Nyawa Nyaris Melayang saat Melahirkan

KUMPUL: A (20) sedang berkumpul dengan ibu-ibu muda lainnya di salah satu desa di Kecamatan Majalaya. FOTO M. SASABYL ADN/JPG
- Advertisement -

’’Nggak papa. Ya sudah lah, sudah ikhlas,kata SA pasrah ketika harus melahirkan di usia 13 tahun.

WAJAHNYA yang imut masih terlihat pucat. Badannya terlihat ringkih, tergeletak di salah satu bangsal Rumah Sakit Majalaya, Bandung Selatan, Minggu lalu (2/4). SA, inisial namanya, sekilas seperti sedang dirawat karena diare atau terkena serangan virus lain.

Namun, SA bukan sedang dirawat karena sakit. Perempuan 13 tahun itu baru melahirkan dua hari sebelumnya.

Melahirkan di usia 13 tahun? Ya…!

SA adalah potret buram anak Indonesia yang terpaksa menjalani pernikahan di usia anak. Suaminya, SP, juga masih sangat muda, 20 tahun. Bisa dibayangkan, betapa mereka sangat belum siap menjalani kehidupan sebagai ayah dan ibu. Secara fisik maupun mental.

Jumat (31/3), nyawanya dalam bahaya. Karena tulang panggulnya kelewat kecil, dia tidak bisa melahirkan normal. SA tak bisa melewati pembukaan 6. Satu-satunya jalan untuk menyelamatkan bayi dan ibu adalah operasi caesar.

Siang itu, SA ditemani suaminya. Juga beberapa kerabatnya. Setelah dua hari dirawat, dia akhirnya diizinkan pulang. Dia tinggal menunggu persetujuan dokter.

Dengan kemeja merah motif kotak dan bawahan sarung, SA berkali-kali tidur, lalu bangun menunggu tanda tangan dokter yang tak kunjung tiba. Ketika ditanya keadaan, dia berulang-ulang mengatakan baik-baik saja. ’’Sekarang cuma sedikit sakit. Tetapi sudah nggak apa-apa,’’ ujarnya.

Soal perasaan, gadis pemalu itu tetap saja berulang-ulang mengatakan bahwa dirinya baik-baik. Namun, kisah di balik perempuan yang sering senyum malu-malu itu tak seenteng yang terlihat.

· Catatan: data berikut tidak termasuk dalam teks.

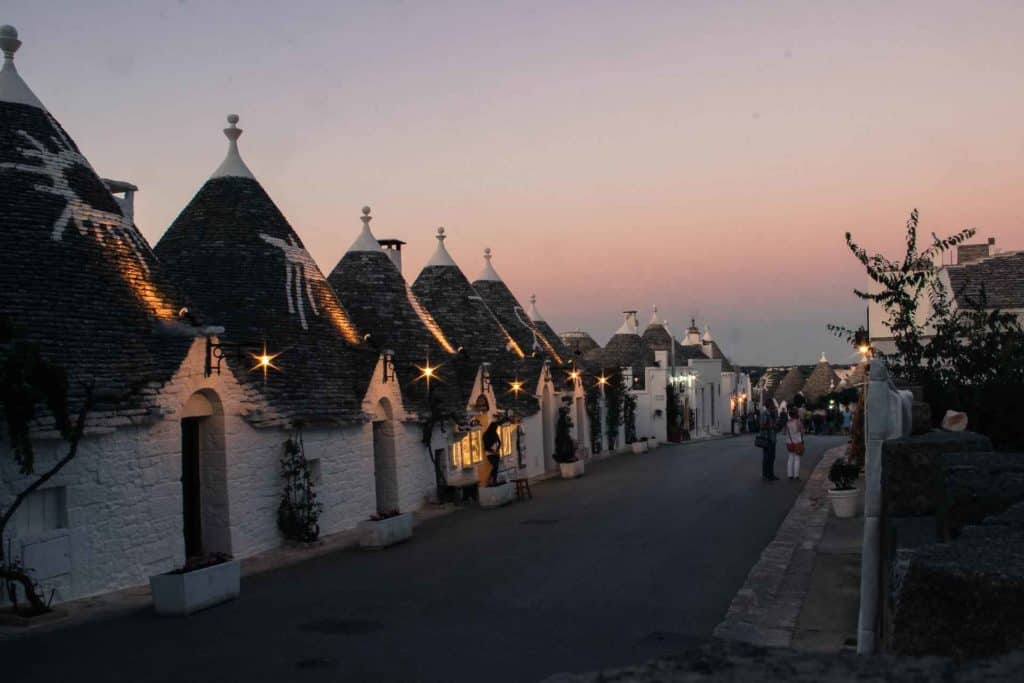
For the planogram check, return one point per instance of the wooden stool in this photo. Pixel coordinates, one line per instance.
(522, 488)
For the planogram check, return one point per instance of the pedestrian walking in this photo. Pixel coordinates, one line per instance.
(766, 440)
(493, 446)
(794, 443)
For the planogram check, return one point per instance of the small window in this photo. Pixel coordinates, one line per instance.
(507, 433)
(43, 510)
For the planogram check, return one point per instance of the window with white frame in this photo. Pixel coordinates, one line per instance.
(42, 510)
(507, 433)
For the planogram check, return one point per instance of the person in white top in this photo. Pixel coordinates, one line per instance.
(794, 443)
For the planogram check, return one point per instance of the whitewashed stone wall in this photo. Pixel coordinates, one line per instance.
(123, 503)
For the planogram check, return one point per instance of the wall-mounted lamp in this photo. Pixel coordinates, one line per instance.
(216, 351)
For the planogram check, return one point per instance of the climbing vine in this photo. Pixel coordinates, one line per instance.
(630, 416)
(299, 511)
(564, 453)
(613, 391)
(673, 413)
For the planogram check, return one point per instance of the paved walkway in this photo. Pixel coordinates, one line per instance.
(766, 608)
(638, 559)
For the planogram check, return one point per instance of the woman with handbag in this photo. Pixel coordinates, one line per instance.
(766, 441)
(795, 443)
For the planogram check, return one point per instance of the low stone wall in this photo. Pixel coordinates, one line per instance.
(720, 660)
(952, 556)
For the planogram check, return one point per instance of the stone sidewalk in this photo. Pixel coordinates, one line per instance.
(766, 609)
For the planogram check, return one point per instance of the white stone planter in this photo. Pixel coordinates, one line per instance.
(182, 594)
(571, 470)
(844, 502)
(495, 497)
(387, 531)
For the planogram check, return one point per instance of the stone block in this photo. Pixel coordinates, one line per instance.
(964, 598)
(910, 469)
(976, 486)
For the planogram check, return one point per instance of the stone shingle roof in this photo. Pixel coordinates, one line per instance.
(382, 304)
(467, 323)
(78, 278)
(716, 352)
(1001, 275)
(514, 318)
(237, 257)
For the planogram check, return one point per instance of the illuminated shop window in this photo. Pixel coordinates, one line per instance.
(507, 433)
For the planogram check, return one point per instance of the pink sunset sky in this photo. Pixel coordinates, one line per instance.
(702, 157)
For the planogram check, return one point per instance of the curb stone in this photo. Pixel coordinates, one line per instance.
(764, 611)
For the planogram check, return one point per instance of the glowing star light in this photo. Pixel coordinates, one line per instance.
(264, 361)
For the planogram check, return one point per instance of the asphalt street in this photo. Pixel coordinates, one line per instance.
(638, 558)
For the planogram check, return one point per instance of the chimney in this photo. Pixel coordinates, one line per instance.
(974, 253)
(127, 197)
(393, 250)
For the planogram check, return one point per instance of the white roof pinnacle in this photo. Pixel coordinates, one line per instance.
(488, 273)
(440, 257)
(232, 166)
(629, 325)
(535, 314)
(366, 241)
(12, 88)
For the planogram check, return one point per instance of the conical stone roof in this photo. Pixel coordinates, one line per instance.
(465, 318)
(821, 382)
(237, 257)
(579, 342)
(383, 305)
(790, 385)
(78, 279)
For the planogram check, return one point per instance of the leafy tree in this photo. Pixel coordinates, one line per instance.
(29, 382)
(901, 286)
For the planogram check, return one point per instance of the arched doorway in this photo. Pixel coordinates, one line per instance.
(206, 515)
(385, 459)
(548, 417)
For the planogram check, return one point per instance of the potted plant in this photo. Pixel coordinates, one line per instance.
(568, 463)
(202, 582)
(843, 495)
(386, 528)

Nasib SA bisa saja berbeda. Jika tidak ada kader desa sekaligus pendamping SAPA Institut, LSM yang memperhatikan masalah perempuan, membantu dia. Perempuan tersebut baru diketahui hamil saat usia kehamilannya mencapai tujuh bulan. Orang tua yang mengetahui itu pun tanpa pikir panjang langsung menikahkan SA dengan SP melalui lebe, penghulu yang menikahkan secara agama.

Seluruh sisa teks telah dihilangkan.